Art. 23
Deflussi aggiuntivi di liquidità per altri prodotti e servizi
In vigore dal 10 ott 2014
Deflussi aggiuntivi di liquidità per altri prodotti e servizi
1. L'ente creditizio valuta periodicamente la probabilità e il volume potenziale dei deflussi di liquidità nell'arco di 30 giorni di calendario per i prodotti o servizi, non indicati agli articoli da 27 a 31, che esso offre o promuove ovvero che i potenziali acquirenti considerano associati ad esso. Detti prodotti o servizi includono, ma non solo, i deflussi di liquidità derivanti da uno degli accordi contrattuali di cui all'articolo 429 e all'allegato I del regolamento (UE) n. 575/2013, quali:
a)
altre obbligazioni fuori bilancio e obbligazioni di finanziamento potenziale, comprese, ma non solo, aperture di credito revocabili;
b)
prestiti non utilizzati e anticipi alle controparti all'ingrosso;
c)
mutui ipotecari accordati e non ancora erogati;
d)
carte di credito;
e)
scoperti di conto;
f)
deflussi pianificati relativi al rinnovo o all'estensione di nuovi prestiti al dettaglio o all'ingrosso;
g)
debiti per derivati pianificati;
h)
prodotti fuori bilancio relativi al finanziamento al commercio.

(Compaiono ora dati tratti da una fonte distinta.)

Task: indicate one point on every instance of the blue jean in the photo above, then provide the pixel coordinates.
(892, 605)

2. I deflussi contemplati al paragrafo 1 sono valutati sulla base dell'ipotesi dello scenario combinato di stress idiosincratico e generalizzato del mercato di cui all'. Per la valutazione l'ente creditizio tiene conto in particolare dei significativi danni alla reputazione che potrebbero derivare dal fatto di non fornire supporto di liquidità a tali prodotti o servizi. L'ente creditizio segnala almeno annualmente all'autorità competente i prodotti e servizi per i quali la probabilità e il volume potenziale dei deflussi di liquidità di cui al paragrafo 1 sono significativi e l'autorità competente stabilisce i deflussi da assegnare. L'autorità competente può applicare un tasso di deflusso fino al 5 % per i prodotti fuori bilancio relativi al finanziamento al commercio, di cui all'articolo 429 e all'allegato I del regolamento (UE) n. 575/2013.

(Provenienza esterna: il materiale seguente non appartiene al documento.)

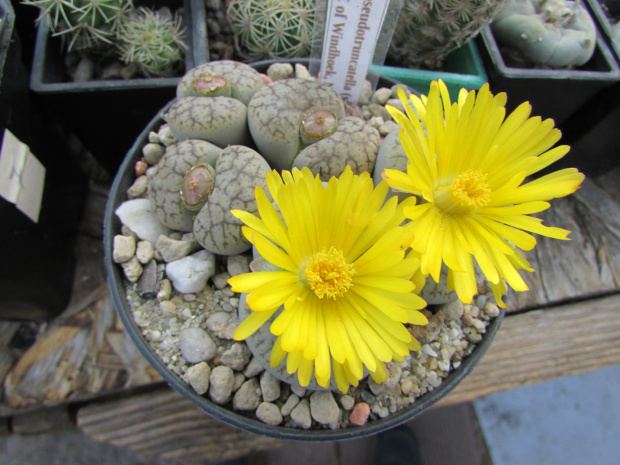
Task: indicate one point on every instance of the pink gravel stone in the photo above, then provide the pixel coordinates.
(359, 415)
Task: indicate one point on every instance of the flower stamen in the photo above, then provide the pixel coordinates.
(328, 273)
(467, 193)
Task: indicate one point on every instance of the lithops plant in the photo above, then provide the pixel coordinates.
(353, 143)
(238, 171)
(211, 103)
(179, 182)
(152, 42)
(545, 33)
(271, 28)
(276, 112)
(86, 24)
(428, 30)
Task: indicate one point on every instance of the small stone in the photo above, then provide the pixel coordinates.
(347, 402)
(278, 71)
(124, 248)
(290, 404)
(323, 407)
(269, 413)
(387, 127)
(366, 94)
(165, 290)
(144, 252)
(452, 310)
(190, 274)
(167, 307)
(382, 95)
(491, 309)
(467, 320)
(269, 386)
(253, 368)
(360, 413)
(220, 280)
(300, 415)
(300, 391)
(222, 324)
(221, 384)
(248, 396)
(153, 153)
(140, 168)
(239, 380)
(238, 264)
(196, 345)
(237, 357)
(198, 377)
(429, 332)
(147, 285)
(393, 374)
(139, 187)
(132, 269)
(172, 250)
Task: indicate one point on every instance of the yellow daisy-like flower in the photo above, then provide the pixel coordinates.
(340, 272)
(469, 163)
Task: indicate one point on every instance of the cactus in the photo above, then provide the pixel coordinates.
(271, 28)
(84, 24)
(545, 33)
(428, 30)
(152, 42)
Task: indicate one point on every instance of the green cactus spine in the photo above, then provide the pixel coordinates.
(84, 24)
(271, 28)
(152, 42)
(428, 30)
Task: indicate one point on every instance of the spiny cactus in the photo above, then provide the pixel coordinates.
(85, 24)
(271, 28)
(428, 30)
(546, 33)
(152, 42)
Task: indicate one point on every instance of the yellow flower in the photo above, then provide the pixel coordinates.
(469, 165)
(340, 272)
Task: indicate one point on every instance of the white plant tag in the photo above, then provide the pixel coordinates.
(22, 176)
(352, 29)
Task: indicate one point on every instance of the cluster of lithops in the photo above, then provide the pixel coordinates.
(545, 33)
(180, 243)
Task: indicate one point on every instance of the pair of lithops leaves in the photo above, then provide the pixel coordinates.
(223, 111)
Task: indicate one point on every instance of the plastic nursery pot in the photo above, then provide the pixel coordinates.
(107, 115)
(604, 25)
(112, 226)
(463, 68)
(553, 93)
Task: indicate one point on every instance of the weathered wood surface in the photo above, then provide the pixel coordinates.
(82, 354)
(588, 265)
(545, 344)
(165, 424)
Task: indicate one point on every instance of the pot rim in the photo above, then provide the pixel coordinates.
(112, 225)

3. L'autorità competente invia almeno annualmente all'ABE una relazione sui tipi di prodotti o servizi per i quali ha determinato deflussi sulla base delle segnalazioni ricevute dagli enti creditizi e in detta relazione spiega anche la metodologia applicata per determinare i deflussi.
Storico versioni
Questo articolo non ha mai subito modificazioni dalla sua pubblicazione.